Due to the secrecy of the mission, the Mid-Continent mechanics and the crew members of the 17th Bombardment Group were initially led to believe that the modifications were meant to enable the B-25Bs to fly on U-boat patrols off the Atlantic coast.
According to the book “Thirty Seconds Over Tokyo”, by Army Air Corps Capt. Ted Lawson, a member of the Doolittle Raid team, one morning in Minneapolis, Lt. Col. James Doolittle sent a trusted aide to gather up the pilots for a secret meeting. Capt. Davey Jones locked the door inside a Minneapolis hotel and told the men about an “important mission” that was under consideration by top military brass. Without giving the men any specific details, he asked for volunteers. Every man stepped forward.
Beginning March 1, 1942, the 24 crews flew the modified bombers from Wold-Chamberlain in Minneapolis to Eglin Field in Florida where they spent the next few weeks training for the mission.
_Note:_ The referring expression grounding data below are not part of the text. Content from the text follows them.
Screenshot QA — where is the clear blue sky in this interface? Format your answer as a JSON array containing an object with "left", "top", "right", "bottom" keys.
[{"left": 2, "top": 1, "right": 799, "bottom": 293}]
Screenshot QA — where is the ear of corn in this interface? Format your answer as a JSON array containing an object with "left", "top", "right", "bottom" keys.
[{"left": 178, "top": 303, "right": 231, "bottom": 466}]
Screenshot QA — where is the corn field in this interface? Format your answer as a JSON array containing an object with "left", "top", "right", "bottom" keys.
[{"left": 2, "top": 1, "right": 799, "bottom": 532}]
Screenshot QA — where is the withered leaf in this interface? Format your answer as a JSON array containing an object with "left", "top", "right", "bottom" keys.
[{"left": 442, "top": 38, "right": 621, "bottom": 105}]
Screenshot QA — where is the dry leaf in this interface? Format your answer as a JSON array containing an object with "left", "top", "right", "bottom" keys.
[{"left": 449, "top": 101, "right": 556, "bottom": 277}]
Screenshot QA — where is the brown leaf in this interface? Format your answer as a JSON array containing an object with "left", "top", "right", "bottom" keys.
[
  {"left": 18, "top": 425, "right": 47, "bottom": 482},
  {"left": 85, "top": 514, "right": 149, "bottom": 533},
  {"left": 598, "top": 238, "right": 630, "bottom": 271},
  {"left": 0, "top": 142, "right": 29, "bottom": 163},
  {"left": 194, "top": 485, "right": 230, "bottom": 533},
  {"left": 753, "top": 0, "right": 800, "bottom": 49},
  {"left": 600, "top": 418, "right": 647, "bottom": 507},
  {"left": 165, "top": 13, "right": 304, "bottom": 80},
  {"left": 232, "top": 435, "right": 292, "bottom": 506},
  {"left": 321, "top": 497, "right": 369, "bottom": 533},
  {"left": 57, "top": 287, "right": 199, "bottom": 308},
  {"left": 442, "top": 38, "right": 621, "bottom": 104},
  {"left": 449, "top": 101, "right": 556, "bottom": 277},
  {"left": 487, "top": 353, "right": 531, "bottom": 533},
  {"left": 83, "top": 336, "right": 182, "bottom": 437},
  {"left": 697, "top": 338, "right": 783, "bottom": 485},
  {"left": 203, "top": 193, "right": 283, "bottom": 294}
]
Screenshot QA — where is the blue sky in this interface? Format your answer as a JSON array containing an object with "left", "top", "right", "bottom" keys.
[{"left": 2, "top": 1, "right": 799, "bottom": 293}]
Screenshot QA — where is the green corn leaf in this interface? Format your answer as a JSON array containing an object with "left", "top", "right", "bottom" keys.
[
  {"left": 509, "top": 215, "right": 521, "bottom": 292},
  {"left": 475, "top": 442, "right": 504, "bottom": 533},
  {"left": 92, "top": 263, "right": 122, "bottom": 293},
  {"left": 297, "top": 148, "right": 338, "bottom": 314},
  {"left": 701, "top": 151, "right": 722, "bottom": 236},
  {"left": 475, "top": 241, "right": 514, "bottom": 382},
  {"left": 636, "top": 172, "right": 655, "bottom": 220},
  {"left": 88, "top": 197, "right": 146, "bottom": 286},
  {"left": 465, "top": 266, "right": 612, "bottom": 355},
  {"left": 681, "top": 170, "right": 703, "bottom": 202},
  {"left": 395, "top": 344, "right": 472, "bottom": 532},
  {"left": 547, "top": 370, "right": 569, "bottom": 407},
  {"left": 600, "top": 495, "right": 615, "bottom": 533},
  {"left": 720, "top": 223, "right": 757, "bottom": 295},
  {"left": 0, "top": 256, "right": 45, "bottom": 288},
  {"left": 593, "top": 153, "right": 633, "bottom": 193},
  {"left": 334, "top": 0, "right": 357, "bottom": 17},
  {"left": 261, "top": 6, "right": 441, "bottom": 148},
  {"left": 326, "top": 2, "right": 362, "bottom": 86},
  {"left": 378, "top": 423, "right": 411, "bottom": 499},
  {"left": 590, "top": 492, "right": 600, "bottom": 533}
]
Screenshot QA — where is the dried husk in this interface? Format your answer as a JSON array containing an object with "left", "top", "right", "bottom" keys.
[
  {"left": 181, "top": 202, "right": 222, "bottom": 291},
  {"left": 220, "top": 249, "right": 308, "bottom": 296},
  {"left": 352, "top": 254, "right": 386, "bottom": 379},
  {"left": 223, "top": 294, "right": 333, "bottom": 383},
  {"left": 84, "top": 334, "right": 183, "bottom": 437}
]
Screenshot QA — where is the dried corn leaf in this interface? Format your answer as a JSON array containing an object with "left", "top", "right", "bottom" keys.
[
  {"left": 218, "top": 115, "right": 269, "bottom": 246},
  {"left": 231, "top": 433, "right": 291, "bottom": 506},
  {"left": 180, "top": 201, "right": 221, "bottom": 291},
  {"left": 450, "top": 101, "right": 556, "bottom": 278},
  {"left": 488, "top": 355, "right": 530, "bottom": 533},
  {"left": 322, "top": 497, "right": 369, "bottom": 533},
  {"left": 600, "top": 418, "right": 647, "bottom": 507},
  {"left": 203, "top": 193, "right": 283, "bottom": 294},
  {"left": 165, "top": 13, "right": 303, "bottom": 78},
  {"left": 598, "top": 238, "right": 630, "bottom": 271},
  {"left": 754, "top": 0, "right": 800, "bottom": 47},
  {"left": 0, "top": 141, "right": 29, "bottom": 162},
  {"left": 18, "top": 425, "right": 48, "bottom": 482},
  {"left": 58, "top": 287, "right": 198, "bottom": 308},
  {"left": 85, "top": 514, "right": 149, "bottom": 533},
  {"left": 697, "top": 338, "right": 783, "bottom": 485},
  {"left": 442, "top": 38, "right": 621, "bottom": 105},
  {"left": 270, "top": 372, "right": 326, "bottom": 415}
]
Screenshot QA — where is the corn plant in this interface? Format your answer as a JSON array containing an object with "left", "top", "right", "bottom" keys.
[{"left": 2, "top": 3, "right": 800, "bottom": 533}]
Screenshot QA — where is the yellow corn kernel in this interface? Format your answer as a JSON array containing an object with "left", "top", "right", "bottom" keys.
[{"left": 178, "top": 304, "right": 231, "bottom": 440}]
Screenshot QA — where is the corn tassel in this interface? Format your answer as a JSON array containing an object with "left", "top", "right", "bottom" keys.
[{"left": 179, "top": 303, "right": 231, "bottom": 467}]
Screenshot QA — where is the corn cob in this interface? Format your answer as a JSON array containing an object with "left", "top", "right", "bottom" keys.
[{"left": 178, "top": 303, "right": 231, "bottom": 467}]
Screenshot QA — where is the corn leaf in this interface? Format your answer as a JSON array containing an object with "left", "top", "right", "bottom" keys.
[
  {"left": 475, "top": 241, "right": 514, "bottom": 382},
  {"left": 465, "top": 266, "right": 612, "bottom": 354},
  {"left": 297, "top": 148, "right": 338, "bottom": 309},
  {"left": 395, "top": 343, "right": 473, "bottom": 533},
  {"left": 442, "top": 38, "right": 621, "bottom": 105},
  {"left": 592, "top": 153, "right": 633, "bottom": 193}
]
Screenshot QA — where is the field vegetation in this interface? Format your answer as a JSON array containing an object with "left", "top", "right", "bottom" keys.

On March 31st, sixteen of the B-25Bs were loaded onto the deck of the USS Hornet aircraft carrier in Alameda, California. The next day the carrier and rest of the task force shipped out. Once at sea, Doolittle gathered his volunteer crew together and finally revealed their mission to be a daring raid on Tokyo.
The raid was originally scheduled for a launch date of April 19th, however the task force encountered a Japanese fishing trawler on the morning of the 18th. Fearing it would radio the mainland with a warning, The USS Hornet’s commanding officer, Admiral William Halsey, and Doolittle decided to launch the raid 10 hours early and 400 miles further out to sea.
Doolittle and his pilots not only successfully launched from the USS Hornet, but they made it all the way to Japan. Nearly every bomber hit its primary targets and was met with surprisingly little Japanese fighter resistance.
After the raid, 15 of the 16 aircraft proceeded southwest off the southeastern coast of Japan and across the East China Sea toward eastern China. One bomber, piloted by Captain Edward J. York, was extremely low on fuel, and made the decision to head for the Soviet Union rather than be forced to ditch in the middle of the East China Sea. The remaining 15 aircraft reached the Chinese coast after 13 hours of flight and crash-landed or the crews bailed out.
Of the 80 crew members that participated in the raid that day, 77 survived the mission. Eight airmen were captured by the Japanese Army in China; three were later executed.